Segundo o diretor-presidente da Emater-RO, Luciano Brandão,  o grande diferencial é estar próximo do produtor. “Temos escritórios em todos os municípios, extensionistas que conhecem cada realidade local, cada produtor. Isso faz toda a diferença. É a presença no campo que garante que o conhecimento chegue onde precisa chegar”, destacou.

RECONHECIMENTO E MERCADOS VALORIZADOS

Rondônia foi o primeiro estado da Região Norte a conquistar uma Indicação Geográfica (IG) para seu café robusta, concedida em 2021, pelo Instituto Nacional da Propriedade Industrial (INPI). A conquista abrange 15 municípios, fortalecendo o valor agregado do produto, destacando a qualidade e a identidade regional do café rondoniense.
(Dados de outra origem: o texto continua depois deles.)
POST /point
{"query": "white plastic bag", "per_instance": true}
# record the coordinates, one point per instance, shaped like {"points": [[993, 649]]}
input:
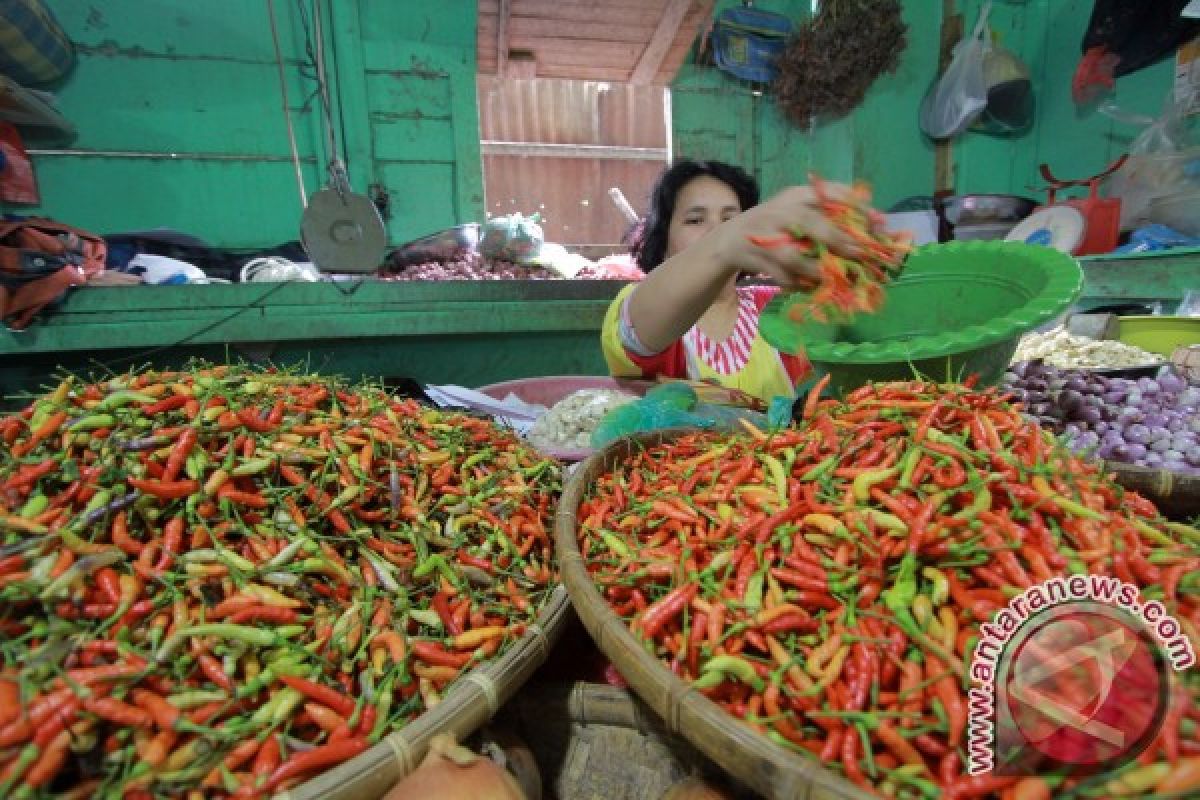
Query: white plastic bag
{"points": [[960, 95], [1161, 181]]}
De acordo com o engenheiro agrônomo da Emater-RO, Fausto Lima, Rondônia produziu 2,5 milhões de sacas de café robusta em 2024. “Esse é o dado oficial da Companhia Nacional de Abastecimento (Conab) levantado em parceria com a Emater”, explicou. Desse total, 584 mil sacas foram destinadas à exportação, gerando uma receita superior a US$ 130 milhões, segundo dados do Comex Stat, do Ministério do Desenvolvimento, Indústria, Comércio e Serviços.

Rondônia é o primeiro estado da Região Norte a conquistar uma Indicação Geográfica (IG) para café robusta

“Esse café leva a marca do produtor familiar, do extensionista que orienta, do técnico que acompanha e do governo do estado que apoia. Cada saca que sai daqui carrega a história de famílias que acreditam no campo”, reforçou o diretor-presidente da Emater-RO.

PREMIAÇÕES E PROGRAMAS 

O Concurso de Qualidade e Sustentabilidade do Café (Concafé) chega à sua 10ª edição, mobilizando centenas de produtores dos municípios atendidos pelas unidades operacionais da Emater-RO em todo o estado. As inscrições para o concurso ainda estão abertas e podem ser realizadas até o dia 15 de agosto.

Já o projeto Degusta Café 80+ leva capacitação técnica aos produtores rurais, incluindo os das comunidades indígenas, incentivando a busca por cafés especiais com pontuação internacional. “A Emater é quem faz a ponte entre o produtor e o mercado. Nosso trabalho é valorizar quem vive da terra e mostrar ao Brasil que Rondônia tem café de qualidade, sustentável e competitivo”, afirmou o diretor-presidente da Emater-RO.

Com presença local forte, políticas públicas sérias e produtores dedicados, Rondônia se consolida como potência nacional na cafeicultura robusta, transformando a vida de milhares de famílias em cada canto do estado.